S = (D1+D2+...+Dn)/(T1+T2+...+Tn)

= (10+10+10+10+10+10+10+10)/((3+3+3+3+3+3+3+3)

= 80/24

= 3.33 KB/S

As soon as the first 4 transfers are complete, the second batch of 4 transfers will be triggered by the system. For the sake of simplicity, let's assume this entire second batch also finishes exactly at the same time (this would be normally a bad assumption for this case with 4 competing TCP connections but that's a topic for a different post).

Let's contrast this approach with one where all 8 transfers were started together.

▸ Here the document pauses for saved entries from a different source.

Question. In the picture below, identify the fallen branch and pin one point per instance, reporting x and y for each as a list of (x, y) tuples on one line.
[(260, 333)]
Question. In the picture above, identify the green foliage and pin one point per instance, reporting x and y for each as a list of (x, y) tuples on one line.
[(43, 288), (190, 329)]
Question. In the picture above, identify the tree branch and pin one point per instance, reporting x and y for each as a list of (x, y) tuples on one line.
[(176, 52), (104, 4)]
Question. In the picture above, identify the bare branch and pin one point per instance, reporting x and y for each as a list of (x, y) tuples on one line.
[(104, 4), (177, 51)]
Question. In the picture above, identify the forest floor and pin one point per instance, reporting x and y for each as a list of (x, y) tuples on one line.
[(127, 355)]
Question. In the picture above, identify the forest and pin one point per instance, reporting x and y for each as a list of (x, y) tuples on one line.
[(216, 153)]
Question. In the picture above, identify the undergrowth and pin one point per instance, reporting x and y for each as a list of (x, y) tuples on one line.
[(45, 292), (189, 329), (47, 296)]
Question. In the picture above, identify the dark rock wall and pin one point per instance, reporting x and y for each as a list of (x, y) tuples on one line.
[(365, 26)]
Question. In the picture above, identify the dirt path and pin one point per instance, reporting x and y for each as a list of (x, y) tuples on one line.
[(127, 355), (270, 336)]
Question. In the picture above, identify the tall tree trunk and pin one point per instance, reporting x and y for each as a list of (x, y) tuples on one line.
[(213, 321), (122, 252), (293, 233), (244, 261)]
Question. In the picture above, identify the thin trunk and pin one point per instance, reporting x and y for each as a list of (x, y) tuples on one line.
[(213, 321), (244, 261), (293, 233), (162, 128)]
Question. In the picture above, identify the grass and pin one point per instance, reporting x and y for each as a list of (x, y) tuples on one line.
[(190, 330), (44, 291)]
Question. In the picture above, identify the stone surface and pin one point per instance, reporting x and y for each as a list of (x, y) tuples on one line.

S = (D1+D2+...+Dn)/(T1+T2+...+Tn)

= (10 X 8)/(6 X 8)

= 1.67 KB/S

Note how the same 8 transfers that completed in 6 seconds in both cases seem to have very different calculated throughputs at different levels of parallelization. The method we used to compute the throughput is common throughout the industry. Commonly used tools like New Relic and others provide exactly this type of measurement. That is, each transfer is measured in isolation without regards to the context surrounding it.

The challenge is that it's very hard for app developers to know in advance which of their transfers will happen in parallel. It is impractical, if not impossible, to carry out direct measurements for total bandwidth that are obtained for any arbitrary interval during an app's lifetime. Most available tools are fine with simply assuming that each network transfer (typically an HTTP request) is completely independent. This leads to highly misleading data made available to the developers and performance engineers which means plenty of confusion and wasted hours when trying to compare the results from A/B tests of various optimizations.

The hard question here is, if it's impractical to try and make direct bandwidth measurements in presence of arbitrary number of parallel requests during any given interval, how do we arrive at a satisfactory metric for network performance of the app?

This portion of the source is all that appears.